TRUE or FALSE. Whether to add attention gates along the skip connections. Default is FALSE or no attention gates are added.

useDS

TRUE or FALSE. Whether or not to use deep supervision. If TRUE, four predictions are made, one at each of the four largest decoder block resolutions, and the predictions are returned as a list object containing the 4 predictions. If FALSE, only the final prediction at the original resolution is returned. Default is FALSE or deep supervision is not implemented.

dcChn

Vector of 4 integers defining the number of output feature maps for each of the 4 decoder blocks.
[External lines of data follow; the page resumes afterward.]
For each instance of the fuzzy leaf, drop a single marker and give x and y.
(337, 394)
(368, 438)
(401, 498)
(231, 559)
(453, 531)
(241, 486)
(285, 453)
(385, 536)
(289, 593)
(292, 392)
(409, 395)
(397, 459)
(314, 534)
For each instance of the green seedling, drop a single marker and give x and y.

Default is 128, 64, 32, and 16.

negative_slope

If actFunc = "lrelu", specifies the negative slope term to use. Default is 0.01.

Value

ModileUNet model instance as torch nn_module

Details

Define a UNet architecture with a MobileNet-v2 backbone or encoder. This UNet implementation was inspired by a blog post by Sigrid Keydana available here. This architecture has 6 blocks in the encoder (including the bottleneck) and 5 blocks in the decoder. The user is able to implement deep supervision (useDS = TRUE) and attention gates along the skip connections (useAttn = TRUE). This model requires three input bands or channels.

Examples

require(torch)
#Generate example data as torch tensor
tensorIn <- torch::torch_rand(c(12,3,128,128))

#Instantiate model
model <- defineMobileUNet(nCls = 3,
                          pretrainedEncoder = FALSE,
                          freezeEncoder = FALSE,
                          actFunc = "relu",
                          useAttn = TRUE,
                          useDS = TRUE,
                          dcChn = c(256,128,64,32,16),
                          negative_slope = 0.01)

pred <- model(tensorIn)